Most of the world is in the middle of a renaissance of sorts when it comes to DIY, or Do It Yourself. Activities that most of the people in the world performed at one time or another as chores or out of necessity are now done for recreation. Increasingly this includes making beer, wine and other products at home. Home brewing and home winemaking are massively popular all around the world as a fun and social activity that yields something that nearly every culture embraces: alcohol! There are clubs dedicated to the social aspect of homebrew, festivals, conferences and other gatherings where sharing, talking and learning take place in a fun and friendly atmosphere.
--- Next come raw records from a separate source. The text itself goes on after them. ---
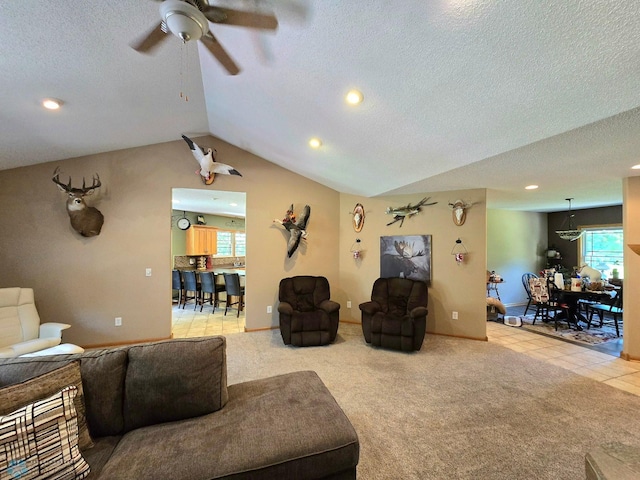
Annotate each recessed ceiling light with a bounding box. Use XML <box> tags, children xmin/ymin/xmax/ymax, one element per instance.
<box><xmin>42</xmin><ymin>98</ymin><xmax>62</xmax><ymax>110</ymax></box>
<box><xmin>309</xmin><ymin>137</ymin><xmax>322</xmax><ymax>148</ymax></box>
<box><xmin>345</xmin><ymin>90</ymin><xmax>364</xmax><ymax>105</ymax></box>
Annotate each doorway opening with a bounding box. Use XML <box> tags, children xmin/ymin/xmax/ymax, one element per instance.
<box><xmin>171</xmin><ymin>188</ymin><xmax>247</xmax><ymax>338</ymax></box>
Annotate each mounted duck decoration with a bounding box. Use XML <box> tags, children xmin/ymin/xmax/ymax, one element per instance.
<box><xmin>385</xmin><ymin>197</ymin><xmax>438</xmax><ymax>227</ymax></box>
<box><xmin>274</xmin><ymin>204</ymin><xmax>311</xmax><ymax>258</ymax></box>
<box><xmin>51</xmin><ymin>167</ymin><xmax>104</xmax><ymax>237</ymax></box>
<box><xmin>449</xmin><ymin>200</ymin><xmax>473</xmax><ymax>227</ymax></box>
<box><xmin>182</xmin><ymin>135</ymin><xmax>242</xmax><ymax>185</ymax></box>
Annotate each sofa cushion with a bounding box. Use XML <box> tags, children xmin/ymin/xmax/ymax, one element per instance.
<box><xmin>0</xmin><ymin>385</ymin><xmax>89</xmax><ymax>480</ymax></box>
<box><xmin>0</xmin><ymin>347</ymin><xmax>127</xmax><ymax>437</ymax></box>
<box><xmin>101</xmin><ymin>371</ymin><xmax>359</xmax><ymax>480</ymax></box>
<box><xmin>0</xmin><ymin>361</ymin><xmax>93</xmax><ymax>449</ymax></box>
<box><xmin>124</xmin><ymin>337</ymin><xmax>228</xmax><ymax>432</ymax></box>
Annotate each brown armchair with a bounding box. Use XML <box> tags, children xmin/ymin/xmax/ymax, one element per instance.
<box><xmin>360</xmin><ymin>278</ymin><xmax>428</xmax><ymax>352</ymax></box>
<box><xmin>278</xmin><ymin>275</ymin><xmax>340</xmax><ymax>347</ymax></box>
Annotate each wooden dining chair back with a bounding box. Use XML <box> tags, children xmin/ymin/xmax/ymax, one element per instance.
<box><xmin>529</xmin><ymin>277</ymin><xmax>563</xmax><ymax>330</ymax></box>
<box><xmin>171</xmin><ymin>270</ymin><xmax>184</xmax><ymax>306</ymax></box>
<box><xmin>182</xmin><ymin>271</ymin><xmax>200</xmax><ymax>310</ymax></box>
<box><xmin>522</xmin><ymin>272</ymin><xmax>538</xmax><ymax>315</ymax></box>
<box><xmin>199</xmin><ymin>272</ymin><xmax>216</xmax><ymax>311</ymax></box>
<box><xmin>224</xmin><ymin>273</ymin><xmax>244</xmax><ymax>317</ymax></box>
<box><xmin>587</xmin><ymin>288</ymin><xmax>623</xmax><ymax>337</ymax></box>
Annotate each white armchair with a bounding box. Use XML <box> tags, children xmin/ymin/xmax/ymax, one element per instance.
<box><xmin>0</xmin><ymin>287</ymin><xmax>83</xmax><ymax>358</ymax></box>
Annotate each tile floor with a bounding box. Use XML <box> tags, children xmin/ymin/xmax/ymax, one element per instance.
<box><xmin>172</xmin><ymin>303</ymin><xmax>245</xmax><ymax>338</ymax></box>
<box><xmin>487</xmin><ymin>322</ymin><xmax>640</xmax><ymax>396</ymax></box>
<box><xmin>173</xmin><ymin>304</ymin><xmax>640</xmax><ymax>396</ymax></box>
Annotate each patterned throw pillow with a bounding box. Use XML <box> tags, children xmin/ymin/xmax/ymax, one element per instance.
<box><xmin>0</xmin><ymin>385</ymin><xmax>90</xmax><ymax>480</ymax></box>
<box><xmin>0</xmin><ymin>361</ymin><xmax>93</xmax><ymax>450</ymax></box>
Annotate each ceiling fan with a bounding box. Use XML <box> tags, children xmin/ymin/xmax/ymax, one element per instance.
<box><xmin>131</xmin><ymin>0</ymin><xmax>278</xmax><ymax>75</ymax></box>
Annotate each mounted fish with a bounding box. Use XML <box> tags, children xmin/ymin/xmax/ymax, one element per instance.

If you have ever sipped a glass of beer or wine and thought “I wonder how this is made” or “I bet I could make this better” then continue reading and prepare to be addicted to a great new hobby.
Making Your Own Wine
Making very good wine at home is really quite simple. There are two main ways to do it, and wine making only needs to be as difficult as the winemaker wants to make it. Kits containing bags of juice, buckets of fresh juice, or fresh grapes can be purchased and turned into “must” – the term for unfermented juice. Other than that, all you really need is some cleaner and a sanitizer (they are not the same thing), some vessels for fermenting, tools to measure density and temperature and a way to clarify and package the finished product. You’ll also need some yeast to convert the sugars in the juice to wine. You can buy all of this from any number of brick and mortar or online stores that sell wine making supplies. Some of these stores may also offer classes or assistance if you need it and can be a great resource. Most wine can be ready to drink in 4-8 weeks, depending on style, with some requiring a year or more of ageing. If you’d prefer to make your own wine with assistance, there are many locations that allow you to create the wine on their premises with their equipment for a fee.
Make Your Own Beer Locations
Making your own beer is not necessarily harder than wine, the process is just a little different and a little more involved. Generally, it is also a little faster with beer being turned around in 2-4 weeks or so. There are several kinds of locations that can help you make your own beer:
- Brick and mortar homebrew stores
- Brew on premises stores
- Online homebrew shops
Each of these has their own place in assisting the homebrewer, depending on how advanced that homebrewer is. Brand new, first batch homebrewers should seek out a brick and mortar or brew on premises store. These have very knowledgeable and in-person staff to help teach you the basics. In the case of brew on premises stores, there is likely equipment that is available for rent and space for your beer to ferment outside of the home. Online stores are great for ordering specialty or bulk ingredients, especially with some of the sales they offer.
The very first time you try to make your own beer you will likely be using a beer making kit. There are a number of different kinds available for purchase and just like wine there are options for ingredients. Most beginner kits contain several kinds of Malt Extract, dry or liquid, hops and yeast. This is a great place to start for true beginners. After a few of these home brewed beer kits, switching to using 100% malted barley may be the next step. This allows for much better control over the quality and flavor of the beer, as well as recipe customization. However, there is nothing wrong with continuing to brew with extracts and some people make award winning homebrew using extract. The process involves combining extract or malted barley with hot water, then boiling, adding hops, cooling and adding yeast to the “wort” or sugary liquid when the grain is removed. Then after a short fermentation and conditioning period the beer is ready to drink!
Getting into making your own beer or wine at home is a very rewarding hobby that yields a great product. Friends and family alike will likely be surprised at the quality of your beer or wine after you have the first few batches under your belt. Keep at it, join some groups and don't be afraid to experiment.